Data collection and management
The project level data regarding the number of women who enrol, participate, and complete the programme will be linked to information on BiBBS participants and used in this feasibility TwiCS.
As per the BiBBS protocol, record matches for routine data linkage will be validated on the basis of NHS number plus multiple non-unique identifiers (e.g. surname, date of birth) where possible. The central database, hosted by BTHFT, will store data obtained from Medway and SystmOne routine health and education data. Data from each source will be linked at the BiBBS person level and will be structured and maintained by BiBBS data managers as a long-term strategic store to service cohort data capture and analysis. The entire database schema and data will be backed up nightly. Further details of the routine data management process can be found in the BiBBS protocol.
Monitoring
Harms
There are unlikely to be harms to individuals from taking part in the intervention as it is non-invasive, though is possible that discussions relating to family relationships could highlight potential safeguarding issues for participating parents and/ or their children. To mitigate this risk the practitioners delivering the intervention and community research assistants making the phone calls are trained in safeguarding. The BiBBS study protocol has been approved by the Bradford and Leeds Research Ethics Committee (15/YH/0455). All BiBBS researchers follow Bradford Teaching Hospital Foundation Trust’s Safeguarding Adults and Safeguarding Children policies.

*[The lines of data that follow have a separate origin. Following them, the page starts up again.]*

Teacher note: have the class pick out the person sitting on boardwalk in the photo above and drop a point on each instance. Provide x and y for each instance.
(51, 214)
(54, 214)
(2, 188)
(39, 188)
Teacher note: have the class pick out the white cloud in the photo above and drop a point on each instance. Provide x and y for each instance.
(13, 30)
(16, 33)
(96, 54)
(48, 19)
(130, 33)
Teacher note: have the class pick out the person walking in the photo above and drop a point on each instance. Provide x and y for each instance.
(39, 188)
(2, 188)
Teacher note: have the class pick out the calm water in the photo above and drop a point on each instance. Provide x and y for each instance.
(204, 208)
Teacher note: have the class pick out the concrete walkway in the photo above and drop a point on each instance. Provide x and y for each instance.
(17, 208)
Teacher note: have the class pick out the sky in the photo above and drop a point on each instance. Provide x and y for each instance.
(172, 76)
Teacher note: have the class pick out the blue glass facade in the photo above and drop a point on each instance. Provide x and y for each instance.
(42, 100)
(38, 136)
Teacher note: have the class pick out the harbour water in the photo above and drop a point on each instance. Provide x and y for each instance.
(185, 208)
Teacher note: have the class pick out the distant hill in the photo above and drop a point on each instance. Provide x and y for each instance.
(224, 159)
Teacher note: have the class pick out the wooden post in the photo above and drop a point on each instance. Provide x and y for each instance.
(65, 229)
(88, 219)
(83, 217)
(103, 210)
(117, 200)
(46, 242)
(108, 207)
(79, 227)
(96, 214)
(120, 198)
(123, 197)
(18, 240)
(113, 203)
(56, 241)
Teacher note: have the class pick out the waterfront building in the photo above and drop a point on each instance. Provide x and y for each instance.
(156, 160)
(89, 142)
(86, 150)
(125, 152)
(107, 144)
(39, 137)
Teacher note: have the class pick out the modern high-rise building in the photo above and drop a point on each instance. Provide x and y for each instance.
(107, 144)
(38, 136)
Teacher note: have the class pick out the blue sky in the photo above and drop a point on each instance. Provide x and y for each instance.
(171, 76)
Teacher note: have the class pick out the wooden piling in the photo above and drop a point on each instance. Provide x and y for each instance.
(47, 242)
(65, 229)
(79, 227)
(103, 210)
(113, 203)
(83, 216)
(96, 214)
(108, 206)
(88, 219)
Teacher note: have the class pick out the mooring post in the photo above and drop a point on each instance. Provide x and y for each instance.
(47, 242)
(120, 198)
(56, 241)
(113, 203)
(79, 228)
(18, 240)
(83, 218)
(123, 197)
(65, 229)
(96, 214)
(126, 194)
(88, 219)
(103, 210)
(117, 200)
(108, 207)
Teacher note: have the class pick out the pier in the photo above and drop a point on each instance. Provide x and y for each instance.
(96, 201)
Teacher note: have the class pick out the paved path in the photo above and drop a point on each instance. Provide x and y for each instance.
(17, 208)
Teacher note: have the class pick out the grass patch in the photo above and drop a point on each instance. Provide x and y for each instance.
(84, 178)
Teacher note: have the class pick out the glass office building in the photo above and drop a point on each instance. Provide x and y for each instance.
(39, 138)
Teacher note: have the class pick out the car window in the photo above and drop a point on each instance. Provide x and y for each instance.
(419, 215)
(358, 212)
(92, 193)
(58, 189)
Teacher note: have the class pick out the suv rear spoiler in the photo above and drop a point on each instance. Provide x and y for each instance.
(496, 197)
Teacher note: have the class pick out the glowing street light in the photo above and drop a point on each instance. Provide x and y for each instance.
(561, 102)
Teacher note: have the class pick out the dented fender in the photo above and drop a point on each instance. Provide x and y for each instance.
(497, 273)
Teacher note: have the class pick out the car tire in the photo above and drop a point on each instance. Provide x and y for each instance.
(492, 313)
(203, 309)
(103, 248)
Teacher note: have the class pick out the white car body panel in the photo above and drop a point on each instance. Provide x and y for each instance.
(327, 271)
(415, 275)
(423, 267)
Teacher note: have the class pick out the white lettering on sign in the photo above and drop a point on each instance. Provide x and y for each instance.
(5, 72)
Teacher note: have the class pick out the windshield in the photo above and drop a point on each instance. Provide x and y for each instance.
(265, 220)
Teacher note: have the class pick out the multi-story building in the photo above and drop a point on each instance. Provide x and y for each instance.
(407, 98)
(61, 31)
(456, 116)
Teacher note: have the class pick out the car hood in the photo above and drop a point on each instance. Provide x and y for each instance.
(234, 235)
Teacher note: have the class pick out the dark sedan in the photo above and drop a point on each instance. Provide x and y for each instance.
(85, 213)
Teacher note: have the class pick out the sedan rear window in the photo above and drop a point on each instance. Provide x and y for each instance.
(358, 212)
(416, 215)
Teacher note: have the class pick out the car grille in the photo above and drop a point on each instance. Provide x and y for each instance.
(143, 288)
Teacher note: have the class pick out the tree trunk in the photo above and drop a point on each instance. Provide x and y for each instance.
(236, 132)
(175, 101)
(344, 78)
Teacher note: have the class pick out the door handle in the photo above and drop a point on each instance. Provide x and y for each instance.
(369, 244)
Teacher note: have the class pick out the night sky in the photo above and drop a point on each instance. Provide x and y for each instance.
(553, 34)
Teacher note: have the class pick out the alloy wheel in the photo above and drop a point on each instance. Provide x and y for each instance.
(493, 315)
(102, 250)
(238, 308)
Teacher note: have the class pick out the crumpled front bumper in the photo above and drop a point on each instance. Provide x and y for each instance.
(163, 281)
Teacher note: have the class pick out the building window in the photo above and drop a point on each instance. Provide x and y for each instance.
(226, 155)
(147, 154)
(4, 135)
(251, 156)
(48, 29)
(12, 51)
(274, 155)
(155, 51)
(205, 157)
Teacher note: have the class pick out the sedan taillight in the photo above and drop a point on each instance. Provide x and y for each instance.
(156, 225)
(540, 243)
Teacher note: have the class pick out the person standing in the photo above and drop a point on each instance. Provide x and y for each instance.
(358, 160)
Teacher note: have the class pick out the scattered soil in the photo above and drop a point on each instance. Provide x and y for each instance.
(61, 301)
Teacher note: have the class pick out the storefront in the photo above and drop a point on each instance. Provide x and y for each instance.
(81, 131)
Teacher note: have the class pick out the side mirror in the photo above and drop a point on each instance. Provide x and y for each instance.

Data monitoring and auditing
This study evaluates an intervention that is already being commissioned by BSB and implemented independently from this study and the evaluation team. The Innovation Hub is conducting regular monitoring of the intervention including reporting on progression criteria that have been agreed with the intervention and Better Start Bradford teams. This information is used by Better Start and the intervention team to inform commissioning and implementation decisions. There are also a number of project management groups for BiBBS conducted within BTHFT described in Additional File 1 in the BiBBS protocol (Dickerson et al., 2016). The sponsor of BiBBS is the BTHFT Research Management and Support Office who may conduct independent auditing of the study.
Dissemination policy
Findings will be produced in reports and shared amongst relevant BSB partners and commissioners in Bradford and England. A briefing will be shared with BiBBS participants through existing communication strategies (including website, social media, newsletters and birthday cards. Summaries of findings may also be widely reported in the local BSB communities using, BiBBS and BSB newsletters, social media and local press. In addition, the findings from this study will be submitted for publication in scientific journals and as conference abstracts.